Be honest: Where have you done most of your shooting training?
If you answered, “at the shooting range,” you're not alone.
People think a live-fire shooting range is the best place to acquire real-life defensive shooting skills.
The problem is…
In fact, it's DEAD WRONG.
If you rely solely on static range shooting, you won't be acquiring the necessary force-on-force skills you need to stay alive.
Not long ago I talked this over with combat expert Chris Sajnog.
Here's what he explained to me about the biggest myths when it comes to shooting under threat.
What A Navy SEAL Has To Say About The 3 Biggest Myths Of Shooting Under Stress!
Over and over again, shooters tend to repeat what they've been told.

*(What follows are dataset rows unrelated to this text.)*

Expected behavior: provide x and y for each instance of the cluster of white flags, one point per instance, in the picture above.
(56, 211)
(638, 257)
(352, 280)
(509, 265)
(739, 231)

They're relying on what they consider to be “conventional wisdom.”
After all, if it's always been done that way, shouldn't we keep doing it like that?
That “conventional wisdom” often just isn't.
It often boils down to these three myths:
Myth #1: Shooting At The Range Is Enough
The range ISN'T enough.
You need to use all kinds of other methods and training environments to train for self-defense, including where you might actually be using these skills.
You can't train with live fire at home, where you're going to need to use your gun.
But it's much more realistic to practice force-on-force at home when training for home-defense.
That means using airsoft and other training simulators so you can work those skills in the proper environment.
Myth #2: You Can't Use Your Sights Under Stress
People believe that you can't focus on your front sight when you're under stress.
In a way, that's true.
If you're training “normally,” like most people are taught, then you go to a range and fire rounds at a paper target.
If that's all the training you do, no, you won't be able to focus on your front sight.
But if you train under stress with something like airsoft, and you get your mind in a place where you are able to focus under stress on your front sight, you WILL be able to do it.
If you train correctly under appropriate stress, in other words, you’ll be able to use your sights when it counts.
Myth #3: You Can't Shoot Accurately Under Stress
Repetition and muscle memory is building neural pathways.
You're building the ability in your brain to send a neural impulse that allows you to focus on your front sight under stress.
Because you're under stress, what happens is that your brain releases all these hormones.
That's what tends to give us these reactions, these stress responses, that most people are used to.
You can therefore avoid that through proper training.
In other words, repetition and muscle memory, under stress, develop the appropriate neural pathways for shooting accurately while under threat.
This is the key to training to survive when it counts.
This is how you must train to use a a gun to protect yourself.